I need to process a long string that contains a bunch of keywords. Each “record” begins with a keyword, then depending on THAT keyword, other keywords follow. For example:
BEGIN PART1 blah blah blah BEGIN PART99 blah blah blah
So, how do I loop through and deal with each different sort of item? I started with a foreach loop, but then I have to keep a flag set for the type of item and that seems clumsy. Then I did a for ($i=0, $i++…) loop and that wasn’t much better. There has to be a way to deal with this, but I’m not seeing it.

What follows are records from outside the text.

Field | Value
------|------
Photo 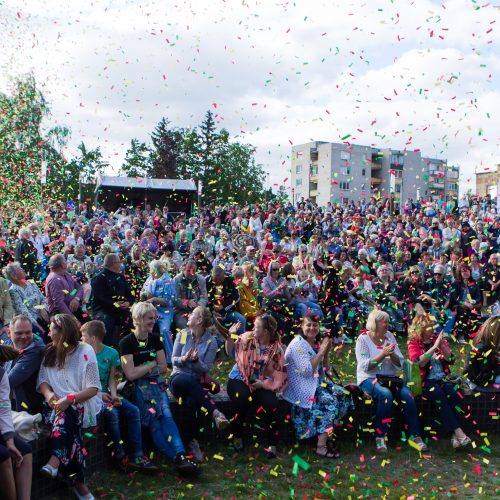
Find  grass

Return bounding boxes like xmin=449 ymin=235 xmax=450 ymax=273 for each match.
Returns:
xmin=84 ymin=441 xmax=500 ymax=499
xmin=58 ymin=341 xmax=500 ymax=500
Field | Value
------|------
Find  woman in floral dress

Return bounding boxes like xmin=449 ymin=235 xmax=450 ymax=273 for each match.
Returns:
xmin=283 ymin=313 xmax=353 ymax=458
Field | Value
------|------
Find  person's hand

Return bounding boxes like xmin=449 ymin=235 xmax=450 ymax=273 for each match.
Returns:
xmin=68 ymin=298 xmax=80 ymax=312
xmin=228 ymin=321 xmax=241 ymax=336
xmin=5 ymin=438 xmax=23 ymax=468
xmin=250 ymin=380 xmax=264 ymax=389
xmin=102 ymin=392 xmax=113 ymax=405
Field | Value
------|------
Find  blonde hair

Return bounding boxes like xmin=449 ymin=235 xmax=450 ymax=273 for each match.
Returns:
xmin=130 ymin=302 xmax=156 ymax=326
xmin=366 ymin=309 xmax=389 ymax=332
xmin=408 ymin=314 xmax=434 ymax=340
xmin=473 ymin=316 xmax=500 ymax=350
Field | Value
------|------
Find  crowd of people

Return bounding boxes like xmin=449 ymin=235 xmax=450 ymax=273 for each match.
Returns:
xmin=0 ymin=197 xmax=500 ymax=499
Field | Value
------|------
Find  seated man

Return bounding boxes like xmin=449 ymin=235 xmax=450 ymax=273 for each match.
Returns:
xmin=207 ymin=266 xmax=247 ymax=335
xmin=91 ymin=253 xmax=134 ymax=349
xmin=45 ymin=253 xmax=83 ymax=321
xmin=4 ymin=314 xmax=45 ymax=415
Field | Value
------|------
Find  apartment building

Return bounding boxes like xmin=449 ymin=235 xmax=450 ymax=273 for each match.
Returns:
xmin=291 ymin=141 xmax=459 ymax=206
xmin=476 ymin=165 xmax=500 ymax=199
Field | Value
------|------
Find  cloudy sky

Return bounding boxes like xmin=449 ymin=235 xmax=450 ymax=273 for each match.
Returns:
xmin=0 ymin=0 xmax=500 ymax=194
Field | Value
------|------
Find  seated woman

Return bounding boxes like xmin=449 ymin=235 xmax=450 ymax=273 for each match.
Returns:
xmin=38 ymin=314 xmax=101 ymax=500
xmin=0 ymin=344 xmax=33 ymax=500
xmin=120 ymin=302 xmax=198 ymax=473
xmin=226 ymin=314 xmax=287 ymax=458
xmin=169 ymin=306 xmax=229 ymax=462
xmin=356 ymin=309 xmax=427 ymax=453
xmin=142 ymin=260 xmax=177 ymax=364
xmin=464 ymin=316 xmax=500 ymax=393
xmin=408 ymin=314 xmax=471 ymax=449
xmin=283 ymin=312 xmax=353 ymax=458
xmin=3 ymin=262 xmax=49 ymax=335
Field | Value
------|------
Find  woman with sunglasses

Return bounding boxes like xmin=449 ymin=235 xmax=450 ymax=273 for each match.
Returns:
xmin=283 ymin=312 xmax=353 ymax=458
xmin=226 ymin=314 xmax=288 ymax=458
xmin=37 ymin=314 xmax=101 ymax=500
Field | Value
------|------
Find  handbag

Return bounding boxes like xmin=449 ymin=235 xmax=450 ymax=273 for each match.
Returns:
xmin=200 ymin=373 xmax=220 ymax=394
xmin=403 ymin=359 xmax=422 ymax=397
xmin=376 ymin=374 xmax=403 ymax=390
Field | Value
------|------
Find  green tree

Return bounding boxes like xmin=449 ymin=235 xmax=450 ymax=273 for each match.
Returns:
xmin=0 ymin=76 xmax=49 ymax=204
xmin=151 ymin=118 xmax=182 ymax=179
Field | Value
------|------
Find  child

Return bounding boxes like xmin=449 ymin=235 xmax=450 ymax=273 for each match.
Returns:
xmin=81 ymin=320 xmax=157 ymax=471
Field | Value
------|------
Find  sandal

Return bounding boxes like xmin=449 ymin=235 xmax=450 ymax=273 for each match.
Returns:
xmin=316 ymin=445 xmax=340 ymax=458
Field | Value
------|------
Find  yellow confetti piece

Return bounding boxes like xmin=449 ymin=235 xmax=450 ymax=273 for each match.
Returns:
xmin=181 ymin=330 xmax=187 ymax=345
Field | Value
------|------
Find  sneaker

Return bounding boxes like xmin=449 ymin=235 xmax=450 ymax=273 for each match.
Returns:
xmin=375 ymin=438 xmax=387 ymax=453
xmin=188 ymin=439 xmax=203 ymax=464
xmin=128 ymin=457 xmax=159 ymax=472
xmin=213 ymin=410 xmax=229 ymax=431
xmin=174 ymin=453 xmax=200 ymax=474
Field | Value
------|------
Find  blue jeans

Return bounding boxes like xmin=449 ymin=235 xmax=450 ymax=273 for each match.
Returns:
xmin=431 ymin=308 xmax=456 ymax=335
xmin=102 ymin=399 xmax=144 ymax=459
xmin=158 ymin=308 xmax=174 ymax=363
xmin=294 ymin=300 xmax=323 ymax=319
xmin=359 ymin=378 xmax=421 ymax=437
xmin=149 ymin=392 xmax=186 ymax=460
xmin=224 ymin=311 xmax=247 ymax=335
xmin=169 ymin=373 xmax=217 ymax=442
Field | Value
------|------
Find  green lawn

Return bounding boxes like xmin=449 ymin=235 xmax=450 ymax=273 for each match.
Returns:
xmin=85 ymin=441 xmax=500 ymax=499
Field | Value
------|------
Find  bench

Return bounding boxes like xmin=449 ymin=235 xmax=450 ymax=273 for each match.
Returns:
xmin=31 ymin=387 xmax=500 ymax=499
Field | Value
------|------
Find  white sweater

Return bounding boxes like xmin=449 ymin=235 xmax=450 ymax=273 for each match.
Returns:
xmin=37 ymin=342 xmax=102 ymax=428
xmin=356 ymin=332 xmax=404 ymax=385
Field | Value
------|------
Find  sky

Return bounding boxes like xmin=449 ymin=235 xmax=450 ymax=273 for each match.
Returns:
xmin=0 ymin=0 xmax=500 ymax=192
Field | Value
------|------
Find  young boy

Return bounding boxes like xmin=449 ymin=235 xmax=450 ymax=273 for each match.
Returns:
xmin=81 ymin=320 xmax=157 ymax=471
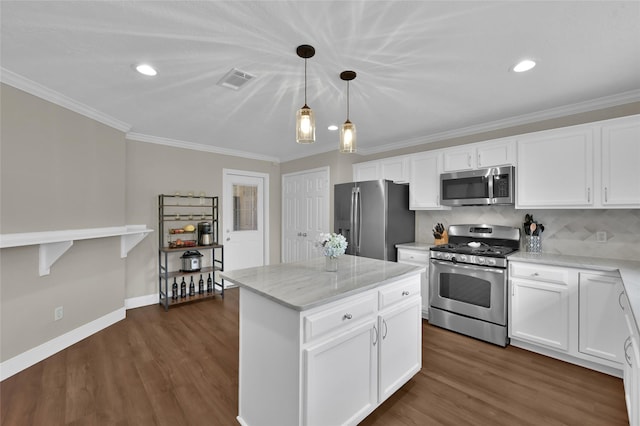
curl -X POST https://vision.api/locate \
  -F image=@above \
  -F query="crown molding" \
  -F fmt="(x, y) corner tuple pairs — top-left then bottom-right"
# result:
(0, 67), (131, 133)
(125, 132), (280, 163)
(358, 90), (640, 155)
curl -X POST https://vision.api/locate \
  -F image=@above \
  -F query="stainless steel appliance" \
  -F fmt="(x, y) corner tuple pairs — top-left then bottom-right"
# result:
(429, 224), (520, 346)
(333, 180), (415, 262)
(198, 222), (213, 246)
(440, 166), (515, 206)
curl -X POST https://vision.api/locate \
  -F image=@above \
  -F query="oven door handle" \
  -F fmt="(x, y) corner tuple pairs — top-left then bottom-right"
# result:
(431, 259), (506, 275)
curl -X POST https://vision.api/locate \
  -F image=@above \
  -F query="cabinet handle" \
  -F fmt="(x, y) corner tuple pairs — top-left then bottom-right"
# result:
(624, 336), (633, 367)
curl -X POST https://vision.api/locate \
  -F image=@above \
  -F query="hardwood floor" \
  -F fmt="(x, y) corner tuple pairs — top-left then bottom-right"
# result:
(0, 289), (628, 426)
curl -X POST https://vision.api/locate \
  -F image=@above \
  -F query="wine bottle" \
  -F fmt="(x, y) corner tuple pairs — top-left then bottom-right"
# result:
(171, 277), (178, 300)
(189, 275), (196, 296)
(180, 277), (187, 299)
(198, 274), (204, 294)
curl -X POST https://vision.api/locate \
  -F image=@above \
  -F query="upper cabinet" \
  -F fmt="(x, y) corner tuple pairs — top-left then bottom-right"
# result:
(600, 116), (640, 208)
(516, 126), (594, 208)
(443, 139), (516, 172)
(516, 115), (640, 208)
(353, 156), (409, 183)
(409, 151), (450, 210)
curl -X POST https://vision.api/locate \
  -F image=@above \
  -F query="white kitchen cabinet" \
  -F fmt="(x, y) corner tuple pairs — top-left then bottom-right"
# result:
(409, 151), (451, 210)
(303, 319), (379, 425)
(353, 156), (409, 183)
(509, 263), (571, 352)
(398, 247), (429, 319)
(600, 116), (640, 208)
(443, 139), (516, 172)
(378, 296), (422, 402)
(516, 125), (594, 208)
(578, 272), (627, 365)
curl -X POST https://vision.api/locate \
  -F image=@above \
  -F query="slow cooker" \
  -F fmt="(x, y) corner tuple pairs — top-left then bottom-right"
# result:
(180, 251), (202, 272)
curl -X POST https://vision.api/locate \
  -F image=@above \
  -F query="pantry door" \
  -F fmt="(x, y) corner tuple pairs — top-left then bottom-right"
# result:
(221, 169), (269, 271)
(282, 167), (331, 262)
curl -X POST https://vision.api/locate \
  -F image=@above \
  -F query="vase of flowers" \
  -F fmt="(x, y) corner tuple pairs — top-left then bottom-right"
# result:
(318, 232), (348, 272)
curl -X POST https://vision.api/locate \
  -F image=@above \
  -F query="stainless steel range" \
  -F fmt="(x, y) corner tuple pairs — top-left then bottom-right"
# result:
(429, 224), (520, 346)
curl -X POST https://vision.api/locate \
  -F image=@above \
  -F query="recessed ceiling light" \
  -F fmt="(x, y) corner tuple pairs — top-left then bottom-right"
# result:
(512, 59), (536, 72)
(136, 64), (158, 77)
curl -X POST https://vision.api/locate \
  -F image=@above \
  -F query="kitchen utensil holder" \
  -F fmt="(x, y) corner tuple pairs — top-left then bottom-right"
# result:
(524, 235), (542, 253)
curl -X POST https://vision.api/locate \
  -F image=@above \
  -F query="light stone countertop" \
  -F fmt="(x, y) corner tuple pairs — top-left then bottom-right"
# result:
(396, 242), (434, 251)
(508, 252), (640, 336)
(221, 255), (422, 311)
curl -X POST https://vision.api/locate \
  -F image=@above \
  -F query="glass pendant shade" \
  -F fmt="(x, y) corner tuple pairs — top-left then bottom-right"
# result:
(340, 120), (356, 153)
(296, 104), (316, 144)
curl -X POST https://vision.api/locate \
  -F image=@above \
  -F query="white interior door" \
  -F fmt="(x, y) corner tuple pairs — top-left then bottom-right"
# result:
(282, 167), (330, 262)
(222, 169), (269, 271)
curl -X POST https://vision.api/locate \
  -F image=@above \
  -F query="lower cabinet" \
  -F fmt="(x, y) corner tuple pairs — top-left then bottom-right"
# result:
(238, 273), (422, 426)
(509, 261), (626, 376)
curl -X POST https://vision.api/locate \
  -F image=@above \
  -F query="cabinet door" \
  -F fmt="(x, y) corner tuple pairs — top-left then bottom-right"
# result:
(516, 126), (594, 208)
(353, 161), (381, 182)
(476, 140), (516, 168)
(443, 147), (476, 172)
(380, 157), (409, 183)
(578, 273), (627, 364)
(509, 279), (569, 352)
(601, 117), (640, 207)
(304, 320), (378, 426)
(379, 297), (422, 402)
(409, 152), (449, 210)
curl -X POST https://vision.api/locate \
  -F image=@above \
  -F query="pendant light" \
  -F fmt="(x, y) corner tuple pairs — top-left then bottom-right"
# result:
(340, 71), (356, 153)
(296, 44), (316, 144)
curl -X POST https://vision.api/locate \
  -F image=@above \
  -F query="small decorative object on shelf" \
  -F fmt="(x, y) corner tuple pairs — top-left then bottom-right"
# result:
(522, 214), (544, 253)
(171, 277), (178, 300)
(189, 275), (196, 296)
(180, 277), (187, 299)
(318, 232), (348, 272)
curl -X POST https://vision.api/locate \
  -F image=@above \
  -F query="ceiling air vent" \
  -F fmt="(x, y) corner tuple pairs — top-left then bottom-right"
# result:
(218, 68), (256, 90)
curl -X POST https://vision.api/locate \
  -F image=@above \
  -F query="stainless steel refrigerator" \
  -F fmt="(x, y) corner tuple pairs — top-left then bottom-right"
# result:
(333, 180), (416, 262)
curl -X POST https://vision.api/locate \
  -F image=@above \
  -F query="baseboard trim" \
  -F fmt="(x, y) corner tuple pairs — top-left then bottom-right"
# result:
(124, 293), (158, 310)
(0, 307), (126, 381)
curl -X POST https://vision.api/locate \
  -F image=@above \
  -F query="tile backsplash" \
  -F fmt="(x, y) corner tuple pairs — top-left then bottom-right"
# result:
(416, 206), (640, 260)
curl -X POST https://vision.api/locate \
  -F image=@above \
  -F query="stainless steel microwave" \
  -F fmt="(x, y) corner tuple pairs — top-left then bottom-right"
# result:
(440, 166), (515, 206)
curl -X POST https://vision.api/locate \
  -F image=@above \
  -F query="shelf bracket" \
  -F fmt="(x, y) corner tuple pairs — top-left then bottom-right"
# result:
(39, 240), (73, 277)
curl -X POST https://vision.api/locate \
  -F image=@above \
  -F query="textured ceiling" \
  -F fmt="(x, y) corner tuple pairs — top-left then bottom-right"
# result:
(0, 0), (640, 161)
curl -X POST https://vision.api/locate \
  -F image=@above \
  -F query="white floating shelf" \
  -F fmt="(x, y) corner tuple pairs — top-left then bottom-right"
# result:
(0, 225), (153, 276)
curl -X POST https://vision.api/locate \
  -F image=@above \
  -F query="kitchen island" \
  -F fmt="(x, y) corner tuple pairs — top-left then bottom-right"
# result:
(222, 255), (422, 426)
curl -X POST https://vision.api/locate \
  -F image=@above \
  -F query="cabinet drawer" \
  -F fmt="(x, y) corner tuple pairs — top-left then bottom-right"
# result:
(398, 249), (429, 265)
(378, 275), (420, 310)
(509, 263), (569, 285)
(303, 292), (377, 343)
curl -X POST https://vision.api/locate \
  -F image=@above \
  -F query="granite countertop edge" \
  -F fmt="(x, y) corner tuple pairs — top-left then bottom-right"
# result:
(508, 252), (640, 336)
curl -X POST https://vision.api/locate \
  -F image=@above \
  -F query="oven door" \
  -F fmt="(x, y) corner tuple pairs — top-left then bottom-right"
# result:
(429, 259), (507, 325)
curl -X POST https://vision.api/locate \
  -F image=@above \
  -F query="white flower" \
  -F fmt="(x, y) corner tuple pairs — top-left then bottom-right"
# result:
(318, 233), (348, 258)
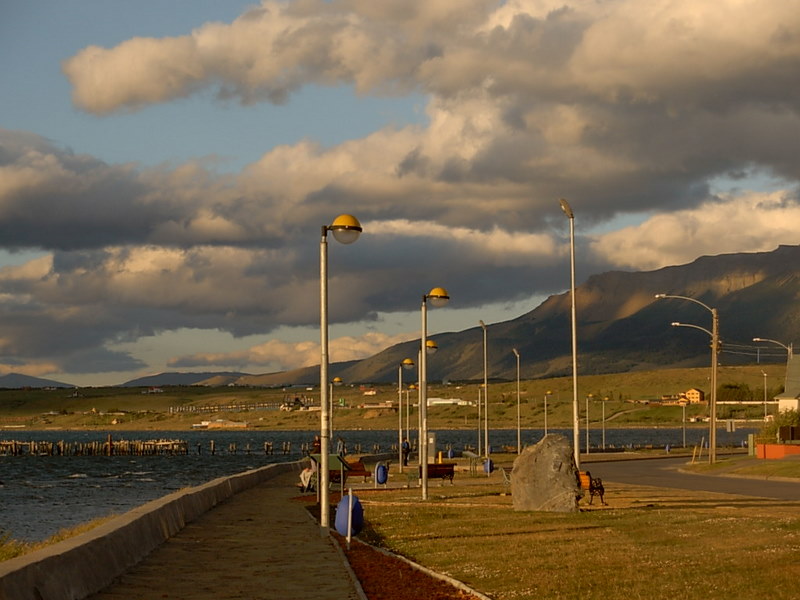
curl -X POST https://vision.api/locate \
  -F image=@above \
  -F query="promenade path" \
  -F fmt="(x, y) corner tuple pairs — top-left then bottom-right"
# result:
(89, 473), (363, 600)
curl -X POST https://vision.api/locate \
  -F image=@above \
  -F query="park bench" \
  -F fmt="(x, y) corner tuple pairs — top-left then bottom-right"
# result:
(344, 459), (372, 483)
(419, 463), (456, 485)
(578, 471), (606, 504)
(500, 467), (514, 485)
(461, 450), (481, 475)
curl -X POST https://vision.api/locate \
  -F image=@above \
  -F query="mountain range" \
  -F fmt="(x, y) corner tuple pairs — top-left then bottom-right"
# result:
(10, 246), (800, 388)
(220, 246), (800, 385)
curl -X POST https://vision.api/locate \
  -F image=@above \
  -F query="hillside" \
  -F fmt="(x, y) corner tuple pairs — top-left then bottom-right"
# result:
(115, 246), (800, 386)
(282, 246), (800, 382)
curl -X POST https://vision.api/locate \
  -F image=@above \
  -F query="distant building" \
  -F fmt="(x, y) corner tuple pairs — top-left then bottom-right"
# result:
(775, 351), (800, 412)
(683, 388), (706, 404)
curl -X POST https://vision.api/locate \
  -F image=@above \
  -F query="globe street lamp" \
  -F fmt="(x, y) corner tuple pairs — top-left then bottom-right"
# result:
(406, 383), (419, 446)
(558, 198), (581, 469)
(511, 348), (522, 454)
(656, 294), (719, 464)
(397, 358), (414, 473)
(478, 321), (489, 458)
(419, 287), (450, 500)
(319, 215), (362, 535)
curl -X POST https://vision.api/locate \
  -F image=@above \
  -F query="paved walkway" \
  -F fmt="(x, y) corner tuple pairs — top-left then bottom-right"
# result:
(89, 473), (363, 600)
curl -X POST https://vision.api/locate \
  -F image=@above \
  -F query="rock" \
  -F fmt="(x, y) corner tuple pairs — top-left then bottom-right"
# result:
(511, 434), (581, 512)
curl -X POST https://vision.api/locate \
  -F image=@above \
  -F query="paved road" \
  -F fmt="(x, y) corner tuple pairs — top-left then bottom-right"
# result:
(581, 457), (800, 500)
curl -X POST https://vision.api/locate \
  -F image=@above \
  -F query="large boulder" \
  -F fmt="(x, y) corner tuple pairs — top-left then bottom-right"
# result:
(511, 433), (581, 512)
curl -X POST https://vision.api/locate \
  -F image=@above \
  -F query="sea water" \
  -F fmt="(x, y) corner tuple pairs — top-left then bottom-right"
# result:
(0, 427), (755, 541)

$_ = some really long string
while (length) {
if (s/^BEGIN PART1 (\w+) (\w+) (\w+) //) {
# do something with $1, $2 and $3
}
elsif (s/^BEGIN PART99 (\w+) (\w+) (\w+) //) {
# do something with the parts
}
# etc
else {
die "No match found starting at $_";
}
}
basically, this chops off any matching section of the beginning of the string in $_ and repeats the loop until the string is empty or no match is found.
chop it up into individual records with the **split **operator or something similar, then pass it to an hash array with the key:value being the PARTXX:substring pair (this is assuming a 1:1 equivalence, otherwise pass to a sub-array of values) Use a switch conditional in a foreach loop to go through the array keys. If you have anything like a tree structure, hashes are your friend.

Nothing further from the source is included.